On Sunday, November 25, 2018, a ship of the Border Guard Service of the Russian Federation’s Federal Security Service rammed through a Ukrainian tugboat “Yany Kapu”. Along with two small artillery boats “Berdyansk” and “Nikopol”, it was executing a planned sail from Odesa to Mariupol, in compliance with provisions of all applicable multi- and bilateral international treaties and the navigation rules.
Later the same day, as reported by the press center of the Naval Forces of the Armed Forces of Ukraine artillery boats of the Border Guard Service of the Russian Federation’s Federal Security Service opened fire to destroy a fleet of ships of the Naval Forces of Ukraine. At that moment the fleet has exited the Kerch Strait to the Black Sea and was returning to Odesa. As a result of the attack, six servicemen of the Naval Forces of Ukraine were injured and 23 were captured. All three ships were forcibly towed to the temporarily occupied town Kerch of the Autonomous Republic of Crimea. Ukraine lost contact with them.
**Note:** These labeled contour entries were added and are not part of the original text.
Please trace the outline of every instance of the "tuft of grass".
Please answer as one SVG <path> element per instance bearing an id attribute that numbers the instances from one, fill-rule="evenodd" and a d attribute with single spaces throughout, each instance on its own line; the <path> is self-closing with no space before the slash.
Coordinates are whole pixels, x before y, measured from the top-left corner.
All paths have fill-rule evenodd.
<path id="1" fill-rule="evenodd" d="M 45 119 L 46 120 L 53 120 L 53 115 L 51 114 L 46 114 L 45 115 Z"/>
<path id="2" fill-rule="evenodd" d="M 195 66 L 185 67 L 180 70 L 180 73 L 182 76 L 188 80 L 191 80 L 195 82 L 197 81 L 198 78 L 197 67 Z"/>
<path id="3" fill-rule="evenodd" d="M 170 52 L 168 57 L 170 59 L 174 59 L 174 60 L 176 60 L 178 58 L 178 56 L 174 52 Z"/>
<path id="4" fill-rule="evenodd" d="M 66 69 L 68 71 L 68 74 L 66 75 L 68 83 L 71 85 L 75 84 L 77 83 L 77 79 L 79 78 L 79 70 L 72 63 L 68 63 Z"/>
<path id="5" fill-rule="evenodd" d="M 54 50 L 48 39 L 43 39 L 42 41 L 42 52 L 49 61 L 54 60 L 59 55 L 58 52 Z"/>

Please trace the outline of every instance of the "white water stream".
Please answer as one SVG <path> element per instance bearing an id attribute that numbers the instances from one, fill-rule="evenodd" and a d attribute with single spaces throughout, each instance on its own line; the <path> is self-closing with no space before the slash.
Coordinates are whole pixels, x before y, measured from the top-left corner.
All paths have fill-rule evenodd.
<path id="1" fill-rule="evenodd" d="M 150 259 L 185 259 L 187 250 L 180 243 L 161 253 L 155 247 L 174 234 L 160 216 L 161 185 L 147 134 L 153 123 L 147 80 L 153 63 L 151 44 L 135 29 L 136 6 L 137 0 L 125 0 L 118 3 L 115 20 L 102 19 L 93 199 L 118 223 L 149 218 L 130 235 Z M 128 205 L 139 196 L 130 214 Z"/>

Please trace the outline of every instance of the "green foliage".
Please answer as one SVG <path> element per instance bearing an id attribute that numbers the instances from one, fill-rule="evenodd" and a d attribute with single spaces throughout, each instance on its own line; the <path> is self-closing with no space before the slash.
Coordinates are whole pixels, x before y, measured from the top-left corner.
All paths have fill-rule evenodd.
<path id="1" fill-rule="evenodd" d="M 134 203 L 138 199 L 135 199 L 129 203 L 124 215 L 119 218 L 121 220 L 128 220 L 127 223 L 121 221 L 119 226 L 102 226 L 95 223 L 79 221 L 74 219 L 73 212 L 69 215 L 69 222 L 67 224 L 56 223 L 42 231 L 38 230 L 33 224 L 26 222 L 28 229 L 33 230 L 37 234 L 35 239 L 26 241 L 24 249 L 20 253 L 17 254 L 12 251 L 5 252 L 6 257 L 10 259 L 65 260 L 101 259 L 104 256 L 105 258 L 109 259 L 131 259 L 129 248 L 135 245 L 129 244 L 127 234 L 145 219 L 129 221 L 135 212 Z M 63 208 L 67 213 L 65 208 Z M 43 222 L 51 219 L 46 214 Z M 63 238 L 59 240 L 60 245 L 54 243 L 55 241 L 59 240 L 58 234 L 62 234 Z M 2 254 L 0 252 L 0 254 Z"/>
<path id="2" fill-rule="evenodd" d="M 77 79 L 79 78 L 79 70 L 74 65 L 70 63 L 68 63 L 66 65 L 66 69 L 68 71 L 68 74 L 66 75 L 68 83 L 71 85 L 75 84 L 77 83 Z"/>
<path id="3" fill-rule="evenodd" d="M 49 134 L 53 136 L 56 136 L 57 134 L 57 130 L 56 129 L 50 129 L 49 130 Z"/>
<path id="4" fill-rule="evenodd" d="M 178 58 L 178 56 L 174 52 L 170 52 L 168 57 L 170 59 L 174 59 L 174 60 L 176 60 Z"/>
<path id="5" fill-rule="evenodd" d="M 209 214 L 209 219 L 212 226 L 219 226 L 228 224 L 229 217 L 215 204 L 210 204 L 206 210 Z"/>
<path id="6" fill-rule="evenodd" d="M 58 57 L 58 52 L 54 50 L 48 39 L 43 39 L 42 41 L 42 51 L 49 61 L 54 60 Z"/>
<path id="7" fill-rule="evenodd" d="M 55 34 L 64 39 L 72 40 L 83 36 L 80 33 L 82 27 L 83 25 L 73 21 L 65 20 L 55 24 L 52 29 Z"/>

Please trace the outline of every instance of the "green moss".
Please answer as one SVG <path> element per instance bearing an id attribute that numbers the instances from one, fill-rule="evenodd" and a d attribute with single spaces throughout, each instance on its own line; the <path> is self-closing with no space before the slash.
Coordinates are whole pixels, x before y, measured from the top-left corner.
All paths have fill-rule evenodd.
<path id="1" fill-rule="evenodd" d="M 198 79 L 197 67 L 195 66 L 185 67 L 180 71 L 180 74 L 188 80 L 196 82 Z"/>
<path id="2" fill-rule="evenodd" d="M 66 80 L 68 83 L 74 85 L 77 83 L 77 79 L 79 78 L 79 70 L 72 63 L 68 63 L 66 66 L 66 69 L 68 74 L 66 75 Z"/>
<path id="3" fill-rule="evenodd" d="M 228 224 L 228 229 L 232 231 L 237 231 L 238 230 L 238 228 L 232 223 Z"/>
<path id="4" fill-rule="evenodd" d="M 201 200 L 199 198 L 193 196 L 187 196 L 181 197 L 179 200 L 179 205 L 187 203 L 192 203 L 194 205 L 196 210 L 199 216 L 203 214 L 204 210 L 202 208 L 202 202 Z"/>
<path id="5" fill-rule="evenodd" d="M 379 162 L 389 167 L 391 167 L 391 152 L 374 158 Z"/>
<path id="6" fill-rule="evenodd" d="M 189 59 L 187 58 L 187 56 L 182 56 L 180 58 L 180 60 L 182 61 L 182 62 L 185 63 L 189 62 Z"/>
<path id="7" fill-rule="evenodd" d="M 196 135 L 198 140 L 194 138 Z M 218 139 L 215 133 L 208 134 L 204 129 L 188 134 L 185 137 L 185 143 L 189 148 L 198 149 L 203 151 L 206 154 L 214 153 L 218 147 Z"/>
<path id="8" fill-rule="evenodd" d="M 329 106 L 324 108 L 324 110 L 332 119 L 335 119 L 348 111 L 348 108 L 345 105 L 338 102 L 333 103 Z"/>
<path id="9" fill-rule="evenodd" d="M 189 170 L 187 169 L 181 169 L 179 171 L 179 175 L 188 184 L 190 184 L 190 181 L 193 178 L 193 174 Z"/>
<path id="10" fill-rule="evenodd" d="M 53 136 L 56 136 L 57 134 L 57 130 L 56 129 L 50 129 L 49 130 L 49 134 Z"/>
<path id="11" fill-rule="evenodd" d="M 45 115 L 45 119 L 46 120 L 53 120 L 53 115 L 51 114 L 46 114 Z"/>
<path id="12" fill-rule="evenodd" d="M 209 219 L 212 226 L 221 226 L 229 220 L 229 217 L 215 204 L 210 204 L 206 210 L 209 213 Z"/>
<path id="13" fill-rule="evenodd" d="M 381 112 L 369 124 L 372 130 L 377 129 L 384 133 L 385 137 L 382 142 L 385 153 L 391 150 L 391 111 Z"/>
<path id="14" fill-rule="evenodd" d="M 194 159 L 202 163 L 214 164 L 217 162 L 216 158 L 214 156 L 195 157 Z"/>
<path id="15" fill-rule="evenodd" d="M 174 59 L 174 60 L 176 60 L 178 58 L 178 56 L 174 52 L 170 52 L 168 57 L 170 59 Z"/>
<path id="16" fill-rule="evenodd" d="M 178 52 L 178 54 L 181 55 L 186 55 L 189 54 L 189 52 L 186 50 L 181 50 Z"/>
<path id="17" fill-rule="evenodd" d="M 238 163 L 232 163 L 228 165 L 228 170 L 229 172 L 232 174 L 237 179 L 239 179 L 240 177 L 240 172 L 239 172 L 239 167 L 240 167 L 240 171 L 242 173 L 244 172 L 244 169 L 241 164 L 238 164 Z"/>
Later, the Federal Security Service of the Russian Federation confirmed the use of weapons and reported providing medical assistance to three servicemen of the Naval Forces of Ukraine. Additionally, the Federal Security Service announced opening a criminal case regarding an alleged violation of national borders of the Russian Federation. Their opinion is that the Ukrainian ships “unlawfully entered temporarily closed territorial waters of the Russian Federation”.
We would like to bring to your attention that a wide-ranging series of documents promulgated by the UN articulate its support for independence and territorial integrity of Ukraine, as well as acknowledge Ukraine’s sovereignty over the Russian Federation-occupied Crimea and its part of the Black Sea and the Sea of Azov.
We emphasize that Ukraine has been guaranteed unhindered access to the Black Sea and the Sea of Azov, as well the Kerch Strait under international law, particularly the Charter of the United Nations, the 1982 UN Convention on the Law of the Sea, and the 2003 Agreement between Ukraine and the Russian Federation on Cooperation in the Use of the Sea of Azov and the Kerch Strait. The Russian Federation is not entitled to arbitrarily block such access, as it has previously done in the Baltic Sea Vistula Lagoon against the Baltic states and Poland.
We consider these actions a worrying sign of escalation in the ongoing military aggression by the Russian Federation against Ukraine. They demonstrate that the deteriorating security situation in the Sea of Azov had reached a dangerous conflict level within Europe.
We urge members of the UN Security Council to demand at its emergency meeting on November 26, 2018 that the Russian Federation immediately stop military aggression against Ukraine, release captured servicemen of the Naval Forces of the Armed Forces of Ukraine, recognize their status as the prisoners of war according to international humanitarian law and close all criminal proceedings against them as those contradicting international law.
Also we call on the UN Security Council members to demand that the Russian Federation give detailed information regarding physical condition of captured servicemen of the Naval Forces of the Armed Forces of Ukraine, medical assistance provided to the injured, grant access to them for official representatives of Ukraine and international non-governmental organizations, as well as restore Ukraine’s control over the captured vessels and compensate for the losses.